Kingfisher Center'West Street'PA1238-21a'Volunteers
Kingfisher Center'West Street'PA1238-21a'Volunteers

A CAFE run by charity volunteers and homeless people is proving a hit with local people just over a year after it was first opened.

It has been an eventful 12 months since the Kingfisher Trust Tea Rooms in West Street opened its doors for business last September, with volunteers even receiving an award from last year’s Chairman of East Riding of Yorkshire Council, Kay West, for their work.

When it opened, volunteers and some of Bridlington’s homeless pitched-in to get the cafe ready for customers and a Free Press appeal helped provide kitchen essentials - now it provides the homeless with a three course meal three times a week, as well as opening to the public between 10am and 3.30pm on Tuesdays, Thursdays and Saturdays.

Dave Cooper, chairman of the Kingfisher Trust, said: “It’s been an eventful year since the cafe opened, and the support that we have been getting has been brilliant.

“Everything that the cafe makes goes back towards helping the homeless in the town, and the donations that we receive are also vital.”

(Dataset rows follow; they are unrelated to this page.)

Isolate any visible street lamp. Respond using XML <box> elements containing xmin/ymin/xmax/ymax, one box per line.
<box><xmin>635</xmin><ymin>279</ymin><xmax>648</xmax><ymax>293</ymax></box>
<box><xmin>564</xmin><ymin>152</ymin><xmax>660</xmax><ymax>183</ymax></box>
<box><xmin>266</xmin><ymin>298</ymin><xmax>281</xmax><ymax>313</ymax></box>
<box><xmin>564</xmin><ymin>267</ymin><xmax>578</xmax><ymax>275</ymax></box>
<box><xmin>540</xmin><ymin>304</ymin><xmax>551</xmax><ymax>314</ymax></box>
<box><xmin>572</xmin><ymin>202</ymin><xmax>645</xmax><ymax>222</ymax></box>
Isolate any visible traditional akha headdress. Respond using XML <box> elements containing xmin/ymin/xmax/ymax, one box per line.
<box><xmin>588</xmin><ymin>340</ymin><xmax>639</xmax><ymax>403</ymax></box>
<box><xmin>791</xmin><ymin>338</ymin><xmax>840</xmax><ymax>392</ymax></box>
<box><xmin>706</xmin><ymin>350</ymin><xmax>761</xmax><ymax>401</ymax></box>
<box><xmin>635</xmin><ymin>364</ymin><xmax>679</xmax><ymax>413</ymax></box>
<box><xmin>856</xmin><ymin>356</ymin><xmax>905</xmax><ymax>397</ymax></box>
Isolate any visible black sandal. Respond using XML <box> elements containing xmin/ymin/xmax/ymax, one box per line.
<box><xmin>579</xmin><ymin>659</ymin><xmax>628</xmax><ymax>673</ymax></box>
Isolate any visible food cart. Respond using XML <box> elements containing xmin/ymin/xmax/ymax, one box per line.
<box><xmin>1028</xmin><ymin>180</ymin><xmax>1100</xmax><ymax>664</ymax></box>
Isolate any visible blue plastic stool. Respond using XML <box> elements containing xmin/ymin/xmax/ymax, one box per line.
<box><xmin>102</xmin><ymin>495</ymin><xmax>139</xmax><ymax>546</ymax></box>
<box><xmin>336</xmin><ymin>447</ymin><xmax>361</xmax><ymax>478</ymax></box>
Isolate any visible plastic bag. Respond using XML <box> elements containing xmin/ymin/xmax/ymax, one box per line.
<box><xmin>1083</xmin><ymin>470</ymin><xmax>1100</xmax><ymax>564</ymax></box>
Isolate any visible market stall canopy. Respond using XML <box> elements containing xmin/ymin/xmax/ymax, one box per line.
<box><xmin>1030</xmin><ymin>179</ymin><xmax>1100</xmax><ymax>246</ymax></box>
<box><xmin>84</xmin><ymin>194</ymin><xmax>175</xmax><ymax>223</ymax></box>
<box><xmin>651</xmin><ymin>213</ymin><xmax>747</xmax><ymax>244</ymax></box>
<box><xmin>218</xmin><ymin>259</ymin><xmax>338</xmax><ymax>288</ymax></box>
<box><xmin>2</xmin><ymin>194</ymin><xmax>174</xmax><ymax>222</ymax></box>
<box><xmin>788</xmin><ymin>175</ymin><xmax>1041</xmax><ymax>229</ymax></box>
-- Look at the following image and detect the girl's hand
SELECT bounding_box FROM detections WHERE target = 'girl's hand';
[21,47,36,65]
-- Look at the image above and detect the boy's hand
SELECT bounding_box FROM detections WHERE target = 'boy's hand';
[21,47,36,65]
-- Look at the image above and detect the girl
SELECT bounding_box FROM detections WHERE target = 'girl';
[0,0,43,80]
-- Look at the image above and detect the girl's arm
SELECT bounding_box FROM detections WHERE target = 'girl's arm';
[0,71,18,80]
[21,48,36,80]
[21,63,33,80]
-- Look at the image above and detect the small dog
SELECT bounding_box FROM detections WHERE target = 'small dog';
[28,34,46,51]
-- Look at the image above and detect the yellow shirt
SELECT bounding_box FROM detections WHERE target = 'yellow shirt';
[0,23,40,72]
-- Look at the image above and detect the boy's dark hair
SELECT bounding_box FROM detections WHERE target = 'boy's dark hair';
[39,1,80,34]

Every morning that the cafe is open, homeless people can call in for tea and toast while personal items are also provided if possible. Also, if a homeless person finds accommodation, the team can help them to find furniture.

The interior has recently undergone a refurbishment and now features new floral paintings donated by local artist Rosemary Abrahams, with tablecloths, coasters and paintwork being redone by volunteers to match the new style.

The cafe was also open to visitors throughout the Open Studios art event, which was held over the last two weekends and saw artists open their galleries and studios to the public. Money raised from artists’ fees were donated to the cafe.

Alongside this, the cafe continues to receive other donations - such as food, books and other items - but could do with more.

“Anything that we get helps us, we are always very grateful. We had a lot of food come in around the harvest festival and non-perishables are always useful. Money is a real help though, as it can be spent where it is most needed at a particular time and it gives us real options,” continued Dave.

“As we come up to winter we try to help out and buy duvets and sleeping bags as it’s getting colder. It would also be nice if anyone wanted to lend a hand and volunteer. A lot of the time, the people coming in just need someone to talk to.”

The cafe is run by manager Sam Berry with the help of volunteers, and Dave said that he would love to see more people popping in for a cup of tea or something to eat.

“There are a lot of trades in the homeless population that have helped us enormously in getting the cafe off the ground. Some are very good chefs, others can help us with the interior and maintenance. We would love to see more people coming in and giving it a try.”

However depite a successful first year it has not all been plain sailing, as the cafe was broken into in August.

“They got away with three jars of coffee and about a fiver in cash, but the place was ransacked and the back door needed to be replaced and fixed. It doesn’t help,” added Dave.

The charity works alongside others in the town, including the Hinge centre and Boston Mayflower, and local churches who offer soup kitchens to help the homeless population in the town.

Philip Hardstone, secretary of the Kingfisher Trust, said: “It is about giving people a hand up, rather than a hand out.”